Saturday, February 8, 2014

The Moment Keeper by Buffy Andrews book review

Product DetailsThe Moment Keeper, by Buffy Andrews
Carina, November 2013
Digital books, $7.99, discounted

Buy on Amazon

From the publisher:
Our lives are often connected in ways we never would have imagined...

Two babies; two very different upbringings.

First there is Sarah: raised by her loving grandmother, but neglected by her own father who views her as the instrument of her mother’s death. She will lead a hard life, searching to belong and to be loved.

Then there is Olivia, surrounded by love, nurtured and adored by her parents, a golden child with a golden future.

When Sarah’s life is cut tragically short and she is assigned to record the moments of Olivia’s life as her Moment Keeper, their lives become intertwined.

Sarah is able to overcome the heartbreak of her own lost years and Olivia is able to deal with a future that isn’t nearly as golden as what she had planned – or is it?

My review:
It's another make sure you have a box of tissues nearby story.

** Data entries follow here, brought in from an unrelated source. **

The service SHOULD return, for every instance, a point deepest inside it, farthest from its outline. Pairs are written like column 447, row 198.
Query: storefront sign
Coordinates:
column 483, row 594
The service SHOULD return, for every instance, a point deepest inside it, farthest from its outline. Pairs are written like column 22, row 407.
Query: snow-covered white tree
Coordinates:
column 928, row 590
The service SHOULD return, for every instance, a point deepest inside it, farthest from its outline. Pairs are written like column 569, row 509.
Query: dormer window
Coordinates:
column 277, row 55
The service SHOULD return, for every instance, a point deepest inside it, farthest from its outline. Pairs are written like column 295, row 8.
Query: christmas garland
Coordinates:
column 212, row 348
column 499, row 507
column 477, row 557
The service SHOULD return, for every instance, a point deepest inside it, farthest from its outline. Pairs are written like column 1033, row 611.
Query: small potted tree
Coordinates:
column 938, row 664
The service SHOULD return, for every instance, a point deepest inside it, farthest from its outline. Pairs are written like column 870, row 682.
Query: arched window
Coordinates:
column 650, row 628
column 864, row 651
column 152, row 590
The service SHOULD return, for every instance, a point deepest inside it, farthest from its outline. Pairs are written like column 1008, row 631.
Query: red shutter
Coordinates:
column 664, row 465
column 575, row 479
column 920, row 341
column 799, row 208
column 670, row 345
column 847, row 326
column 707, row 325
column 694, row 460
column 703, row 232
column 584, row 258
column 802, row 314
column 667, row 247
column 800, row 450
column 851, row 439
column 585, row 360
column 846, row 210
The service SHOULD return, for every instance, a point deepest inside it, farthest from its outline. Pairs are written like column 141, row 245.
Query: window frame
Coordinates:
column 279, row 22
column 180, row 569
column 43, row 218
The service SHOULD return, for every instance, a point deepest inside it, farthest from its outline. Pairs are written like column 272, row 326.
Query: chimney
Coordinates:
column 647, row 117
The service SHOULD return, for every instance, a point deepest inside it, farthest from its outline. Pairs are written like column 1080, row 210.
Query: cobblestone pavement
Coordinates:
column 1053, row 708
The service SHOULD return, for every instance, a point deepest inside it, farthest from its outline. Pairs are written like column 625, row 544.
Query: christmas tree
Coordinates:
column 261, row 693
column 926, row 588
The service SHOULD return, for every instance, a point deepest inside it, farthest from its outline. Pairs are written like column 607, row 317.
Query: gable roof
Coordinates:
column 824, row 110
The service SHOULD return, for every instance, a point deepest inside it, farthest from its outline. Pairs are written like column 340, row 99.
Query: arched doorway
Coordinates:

Andrews has created a true circle of life story, just the kind I personally love. Who we are, the choices we make, the support we receive, affect everyone. Part It's A Wonderful Life and part Lovely Bones, The Moment Keeper features characters who will impact your life for a long time.

Parallel life stories from two young women might shock some with the lifestyles of haves contrasting with the haven-nots. It may shame some of us who were guilty of being cruel at one time or another, and it will give more of us some real lessons on how to be a giver, no matter what stage of life. When at death a young woman is pulled into the afterlife with a special job, that of tracking and recording the moments of the life of another, the reader follows the journey of a privileged young girl, Olivia, growing in to adulthood. Along the way, Sarah, the Moment Keeper, shares her own struggle of life, tragedy, triumph, love, bullying, and mystery in a mirror image that almost feels voyeuristic.

Told in first person present and past with comparisons, not flashbacks, of Olivia to her own life, Sarah slowly reveals the events leading up to her suicide in a matter-of-fact, not exactly resentful, but wistful way.

Lovely tale. Kudos to Andrews for telling a very difficult story, and yes, there may be some predictability, but it was still a tearful joy to be part of the unfolding.